Revisiting the STEC Testing Approach: Using espK and espV to Make Enterohemorrhagic Escherichia coli (EHEC) Detection More Reliable in Beef

Abstract

Current methods for screening Enterohemorrhagic Escherichia coli (EHEC) O157 and non-O157 in beef enrichments typically rely on the molecular detection of stx, eae, and serogroup-specific wzx or wzy gene fragments. As these genetic markers can also be found in some non-EHEC strains, a number of "false positive" results are obtained. Here, we explore the suitability of five novel molecular markers, espK, espV, ureD, Z2098, and CRISPRO26:H11 as candidates for a more accurate screening of EHEC strains of greater clinical significance in industrialized countries. Of the 1739 beef enrichments tested, 180 were positive for both stx and eae genes. Ninety (50%) of these tested negative for espK, espV, ureD, and Z2098, but 12 out of these negative samples were positive for the CRISPRO26:H11 gene marker specific for a newly emerging virulent EHEC O26:H11 French clone. We show that screening for stx, eae, espK, and espV, in association with the CRISPRO26:H11 marker is a better approach to narrow down the EHEC screening step in beef enrichments. The number of potentially positive samples was reduced by 48.88% by means of this alternative strategy compared to the European and American reference methods, thus substantially improving the discriminatory power of EHEC screening systems. This approach is in line with the EFSA (European Food Safety Authority) opinion on pathogenic STEC published in 2013.

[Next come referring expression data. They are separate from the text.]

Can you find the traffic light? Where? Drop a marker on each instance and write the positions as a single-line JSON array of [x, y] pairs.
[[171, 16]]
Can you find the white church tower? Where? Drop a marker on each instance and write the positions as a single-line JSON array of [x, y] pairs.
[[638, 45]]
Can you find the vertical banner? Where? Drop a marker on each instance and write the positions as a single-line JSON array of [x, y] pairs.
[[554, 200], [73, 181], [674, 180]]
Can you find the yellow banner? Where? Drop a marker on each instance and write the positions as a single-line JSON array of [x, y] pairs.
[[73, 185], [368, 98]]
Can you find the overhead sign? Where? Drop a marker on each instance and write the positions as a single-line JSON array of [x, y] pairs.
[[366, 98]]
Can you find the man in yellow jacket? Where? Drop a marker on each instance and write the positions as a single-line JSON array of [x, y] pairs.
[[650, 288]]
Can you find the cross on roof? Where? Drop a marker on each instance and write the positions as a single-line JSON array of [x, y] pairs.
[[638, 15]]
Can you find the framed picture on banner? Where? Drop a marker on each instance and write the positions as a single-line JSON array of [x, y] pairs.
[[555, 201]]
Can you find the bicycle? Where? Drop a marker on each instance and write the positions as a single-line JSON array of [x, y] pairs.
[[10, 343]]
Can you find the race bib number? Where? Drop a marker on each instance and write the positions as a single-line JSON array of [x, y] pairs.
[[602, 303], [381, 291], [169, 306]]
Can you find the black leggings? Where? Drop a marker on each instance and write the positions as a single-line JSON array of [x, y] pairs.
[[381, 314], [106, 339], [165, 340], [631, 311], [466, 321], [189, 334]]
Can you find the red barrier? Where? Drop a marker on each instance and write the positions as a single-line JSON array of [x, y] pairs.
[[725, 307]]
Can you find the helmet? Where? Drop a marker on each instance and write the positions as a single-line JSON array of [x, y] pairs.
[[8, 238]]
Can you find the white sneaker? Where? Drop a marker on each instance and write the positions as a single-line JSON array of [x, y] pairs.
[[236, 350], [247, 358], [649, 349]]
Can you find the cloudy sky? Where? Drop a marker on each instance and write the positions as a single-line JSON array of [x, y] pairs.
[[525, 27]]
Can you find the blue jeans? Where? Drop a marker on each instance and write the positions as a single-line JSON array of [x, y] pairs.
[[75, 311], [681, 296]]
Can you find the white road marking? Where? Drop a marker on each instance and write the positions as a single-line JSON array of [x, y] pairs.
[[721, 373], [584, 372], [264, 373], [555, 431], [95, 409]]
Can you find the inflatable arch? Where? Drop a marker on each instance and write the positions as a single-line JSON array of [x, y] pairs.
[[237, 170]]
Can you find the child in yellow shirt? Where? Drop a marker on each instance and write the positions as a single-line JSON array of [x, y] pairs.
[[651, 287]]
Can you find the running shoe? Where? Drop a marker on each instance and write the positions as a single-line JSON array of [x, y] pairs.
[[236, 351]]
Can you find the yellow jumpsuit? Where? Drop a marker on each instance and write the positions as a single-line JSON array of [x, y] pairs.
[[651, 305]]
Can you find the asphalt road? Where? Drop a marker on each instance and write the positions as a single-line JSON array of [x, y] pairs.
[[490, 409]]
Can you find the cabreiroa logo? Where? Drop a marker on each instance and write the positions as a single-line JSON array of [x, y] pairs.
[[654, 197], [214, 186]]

Keywords: CRISPR; O157; STEC; Z2098; espK; espV; non-O157; ureD.

Figure 1

Distribution of the genetic markers stx, eae, espK, espV, and Z2098 among 1739 beef samples. (A) (stx1/stx2, eae, and espK/Z2098) is Method A, (B) (stx1/stx2, eae, and espK/espV) is Method B, (C) (stx1/stx2, eae, and espK/ureD) is Method C. stx1/stx2⁺ for samples giving a positive result for stx1 and/or stx2, eae⁺ for samples giving a positive result for eae, espK/Z2098⁺ for samples giving a positive result for espK and/or Z2098, espK/espV⁺ for samples giving a positive result for espK and/or espV, espK/ureD⁺ for samples giving a positive result for espK and/or ureD.

Figure 2

Comparison of Methods A–C on 180 beef samples that tested positive for both stx and eae genes. stx⁺ for samples giving a positive result for stx1 and/or stx2; eae⁺ for samples giving a positive result for eae; espK/Z2098⁺ for samples giving a positive result for espK and/or Z2098; espK/espV⁺ for samples giving a positive result for espK and/or espV; espK/ureD⁺ for samples giving a positive result for espK and/or ureD. Sector ❶ (stx⁺, eae⁺, Z2098⁺), sector ❷ (stx⁺, eae⁺, Z2098⁺, espV⁺), sector ❸ (stx⁺, eae⁺, espK/Z2098⁺, espK/espV⁺, espK/ureD⁺), sector ❹ (stx⁺, eae⁺, Z2098⁺, ureD⁺), sector ❺ (stx⁺, eae⁺, espV⁺), sector ❻ (stx⁺, eae⁺, espV⁺, ureD⁺), sector ❼ (stx⁺, eae⁺, ureD⁺) and sector ❽ (stx⁺, eae⁺). [n = x] is the number of samples that tested positive by the CRISPR_O26:H11 PCR assay detecting the new O26 clone, N = x is the total number of samples per sector.